Mexico's Videgaray urges G20 to give U.S. time to OK IMF reforms

(L-R) Senator Raul Cervantes of the government's Institutional Revolutionary Party (PRI), Mexico's Finance Minister Luis Videgaray and Deputy Governor of the Bank of Mexico Roberto del Cueto attend a forum organized by Mexico's Central Bank in Mexico City October 14, 2013. REUTERS/Tomas Bravo

By Krista Hughes

WASHINGTON (Reuters) - Group of 20 countries should give the United States time to get planned reforms to the International Monetary Fund through Congress and not rush into short-term workarounds, Mexican Finance Minister Luis Videgaray said on Thursday.

Australian Finance Minister Joe Hockey is urging G20 countries to find a way around an impasse in the U.S. Congress on reforms increasing funding and widening representation at the IMF, and options are due to be discussed on Friday morning.

Videgaray said there would be a window for the U.S. Congress to pass reforms following U.S. mid-term elections in November and short-term fixes, such as ad hoc quota increases for other countries, were not the appropriate route - yet.

"It would be a mistake not to give the United States the opportunity to get it done," he said in an interview on the sidelines of the Washington meetings.

"Maybe the timing is not right in the coming months but I see a real possibility for this to be solved later on, after the November election."

The United States is the IMF's biggest shareholder and the reforms can't move forward unless ratified by the U.S. Congress.

Videgaray also said he was keen to have the IMF renew Mexico's $72 billion flexible credit line, which had never been used but was a helpful insurance policy, especially as the U.S. Federal Reserve normalized policy.

"It's important because of the pull-back in U.S. monetary policy, as monetary policy becomes more restrictive, or goes back to a normal stance, there will be some effects on the availability of liquidity to emerging markets and that includes Mexico, although our fundamentals are probably stronger than some," he said. Discussions were due to start in the second half of the year on renewing the credit line.

Growth in Mexico, Latin America's third-largest economy, is expected to pick up this year after sinking to a four-year low of 1.1 percent in 2013, but downside risks remain.

Videgaray said stronger growth in the United States, Mexico's main trading partner, was a positive for the country as well as already-announced structural reforms.

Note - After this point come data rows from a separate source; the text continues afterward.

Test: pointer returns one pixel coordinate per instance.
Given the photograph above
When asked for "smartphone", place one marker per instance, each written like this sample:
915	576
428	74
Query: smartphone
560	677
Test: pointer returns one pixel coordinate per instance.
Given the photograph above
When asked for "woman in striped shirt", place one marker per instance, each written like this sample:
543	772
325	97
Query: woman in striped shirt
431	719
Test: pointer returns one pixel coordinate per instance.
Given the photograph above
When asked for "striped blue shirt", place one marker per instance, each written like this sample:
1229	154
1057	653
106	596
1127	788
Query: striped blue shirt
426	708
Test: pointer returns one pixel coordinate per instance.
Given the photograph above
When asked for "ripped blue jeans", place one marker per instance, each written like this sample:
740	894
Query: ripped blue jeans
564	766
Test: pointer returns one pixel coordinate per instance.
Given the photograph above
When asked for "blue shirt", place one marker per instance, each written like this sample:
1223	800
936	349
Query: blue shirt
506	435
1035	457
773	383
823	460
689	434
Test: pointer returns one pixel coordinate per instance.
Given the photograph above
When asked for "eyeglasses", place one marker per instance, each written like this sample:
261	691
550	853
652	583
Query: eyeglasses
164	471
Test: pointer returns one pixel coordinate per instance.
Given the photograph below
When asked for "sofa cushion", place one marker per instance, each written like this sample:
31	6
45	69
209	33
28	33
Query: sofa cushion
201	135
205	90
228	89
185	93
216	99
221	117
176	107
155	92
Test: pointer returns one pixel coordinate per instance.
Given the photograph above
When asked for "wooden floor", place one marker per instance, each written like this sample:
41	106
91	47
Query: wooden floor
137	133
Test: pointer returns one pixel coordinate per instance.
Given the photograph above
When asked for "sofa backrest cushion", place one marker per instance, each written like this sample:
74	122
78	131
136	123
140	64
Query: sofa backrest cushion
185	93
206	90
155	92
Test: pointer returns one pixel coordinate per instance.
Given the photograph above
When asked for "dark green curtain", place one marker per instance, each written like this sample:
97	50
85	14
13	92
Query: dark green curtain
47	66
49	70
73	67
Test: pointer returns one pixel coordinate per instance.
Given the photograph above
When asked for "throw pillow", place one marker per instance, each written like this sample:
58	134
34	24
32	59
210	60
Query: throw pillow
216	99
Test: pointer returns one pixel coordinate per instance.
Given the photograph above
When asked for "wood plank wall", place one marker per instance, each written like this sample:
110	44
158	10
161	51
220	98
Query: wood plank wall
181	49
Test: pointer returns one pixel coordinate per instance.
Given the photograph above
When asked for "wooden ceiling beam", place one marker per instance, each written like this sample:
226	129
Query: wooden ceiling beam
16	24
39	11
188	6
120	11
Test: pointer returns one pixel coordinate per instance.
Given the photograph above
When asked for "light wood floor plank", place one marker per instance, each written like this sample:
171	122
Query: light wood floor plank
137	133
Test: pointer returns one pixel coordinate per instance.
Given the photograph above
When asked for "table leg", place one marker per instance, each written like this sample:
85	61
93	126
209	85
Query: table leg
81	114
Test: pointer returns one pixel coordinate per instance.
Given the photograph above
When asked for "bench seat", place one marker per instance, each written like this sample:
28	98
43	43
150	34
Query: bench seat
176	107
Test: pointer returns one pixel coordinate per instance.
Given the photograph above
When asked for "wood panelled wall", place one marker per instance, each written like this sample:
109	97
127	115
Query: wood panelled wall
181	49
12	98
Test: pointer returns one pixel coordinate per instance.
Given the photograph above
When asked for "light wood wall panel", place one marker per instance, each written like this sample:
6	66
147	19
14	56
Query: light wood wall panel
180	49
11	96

Mexico was generally well-prepared for the impact of rising U.S. interest rates, he said, but also urged the Fed to avoid a repeat of last year's market turbulence sparked by uncertainty about the timing of its tapering of asset purchases.

"The taper talk was more harmful to markets than the taper itself," he said, noting that a rise in Fed rates would pose a challenge to all emerging markets.

"What also will be very helpful, not only for Mexico but the rest of the emerging markets, is to have a very clear message from the Fed, and for markets to understand what the Fed will do when it becomes time to adjust short-term rates," he said.

"Hopefully it's done in a way (that) the markets understand it and the volatility is not as harmful as it was back in May."